Lynn's wifi drops out from time to time. Leo says that's usually an indication that your router is worn out, but if it's new, then it could be congestion from other WiFi signals in your neighborhood. Using a dual band router with a 5Ghz frequency, that can help, because not only are other routers using 2.4Ghz, but there's also all the smart devices that use them as well. So it's really congested out there.
Corey bought an ORBI MESH router and enjoyed 350MBps downloads, until recently. It's now down to about 10MBps. He tried another Linksys mesh router and the same issue happened. Leo says that it sounds like the problem isn't at the router level. Leo suspects that Corey may get full speed from a wired router. If so, then there's a congestion or interference issue. It could be a "WiFi hostile" environment that is causing interference. Maybe a lot of devices are clogging up the wireless spectrum where he is.

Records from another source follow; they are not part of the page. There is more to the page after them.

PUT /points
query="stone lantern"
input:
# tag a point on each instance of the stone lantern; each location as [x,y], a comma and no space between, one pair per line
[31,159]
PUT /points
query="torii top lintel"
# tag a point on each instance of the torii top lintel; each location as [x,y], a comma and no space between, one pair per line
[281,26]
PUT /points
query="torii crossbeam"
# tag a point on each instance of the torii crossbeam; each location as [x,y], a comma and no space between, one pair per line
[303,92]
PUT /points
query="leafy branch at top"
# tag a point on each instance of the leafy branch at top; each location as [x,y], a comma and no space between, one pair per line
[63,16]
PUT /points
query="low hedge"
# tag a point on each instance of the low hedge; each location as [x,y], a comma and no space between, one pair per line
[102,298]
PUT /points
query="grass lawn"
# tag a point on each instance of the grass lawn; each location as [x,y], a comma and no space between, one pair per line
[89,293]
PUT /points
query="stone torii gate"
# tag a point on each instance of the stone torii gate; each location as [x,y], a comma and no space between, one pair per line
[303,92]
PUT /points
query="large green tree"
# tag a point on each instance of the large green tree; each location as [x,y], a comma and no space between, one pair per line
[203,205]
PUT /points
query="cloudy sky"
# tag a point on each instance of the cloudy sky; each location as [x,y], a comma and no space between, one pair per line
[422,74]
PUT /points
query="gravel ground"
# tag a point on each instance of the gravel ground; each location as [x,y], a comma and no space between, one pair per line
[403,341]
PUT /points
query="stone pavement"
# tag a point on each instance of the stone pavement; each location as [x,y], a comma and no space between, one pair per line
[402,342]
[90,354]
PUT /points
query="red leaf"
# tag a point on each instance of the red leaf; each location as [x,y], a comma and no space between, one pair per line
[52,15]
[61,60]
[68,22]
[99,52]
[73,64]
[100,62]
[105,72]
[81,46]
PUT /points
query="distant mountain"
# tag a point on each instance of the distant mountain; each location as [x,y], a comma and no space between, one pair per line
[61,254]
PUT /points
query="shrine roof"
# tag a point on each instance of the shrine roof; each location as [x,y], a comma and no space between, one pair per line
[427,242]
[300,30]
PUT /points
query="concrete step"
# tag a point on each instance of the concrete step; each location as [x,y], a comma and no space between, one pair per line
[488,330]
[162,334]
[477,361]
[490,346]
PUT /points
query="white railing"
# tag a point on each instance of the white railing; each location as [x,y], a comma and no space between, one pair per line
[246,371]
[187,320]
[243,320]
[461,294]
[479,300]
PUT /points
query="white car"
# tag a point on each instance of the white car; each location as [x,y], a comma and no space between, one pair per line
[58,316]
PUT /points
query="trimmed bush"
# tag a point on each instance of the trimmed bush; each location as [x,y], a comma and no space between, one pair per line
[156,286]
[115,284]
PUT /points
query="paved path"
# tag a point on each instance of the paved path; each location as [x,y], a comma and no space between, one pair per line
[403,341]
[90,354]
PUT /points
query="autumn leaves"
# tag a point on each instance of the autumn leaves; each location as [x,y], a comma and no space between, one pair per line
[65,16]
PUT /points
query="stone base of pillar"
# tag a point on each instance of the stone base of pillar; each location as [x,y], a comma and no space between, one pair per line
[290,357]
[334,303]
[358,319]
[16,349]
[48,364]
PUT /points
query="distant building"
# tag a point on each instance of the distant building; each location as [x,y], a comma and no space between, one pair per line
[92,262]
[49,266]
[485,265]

Jeff wants to know why his internet slows down at night. Leo says that he ends up sharing bandwidth with his neighborhood and if it's slowing down in the evening, it's because everyone is on Netflix. He also has to factor in Wi-Fi congestion. Jeff could bypass the Wi-Fi router and plug directly into the modem and see if it speeds up. If it does, then he'll know it's Wi-Fi congestion. If not, then he'll know it's his because of heavy use in the neighborhood.
Steve's Dell Inspiron laptop drops Wi-Fi all the time. Dell claims to have fixed it via remote access, but it didn't work. Leo says that it's likely the person at Dell tech support had very little training and was following the directions in the notebook. All too often it doesn't fix the problem. What he'll need to do is call them back and ask to have his case escalated to tier 2 or even tier 3 level support.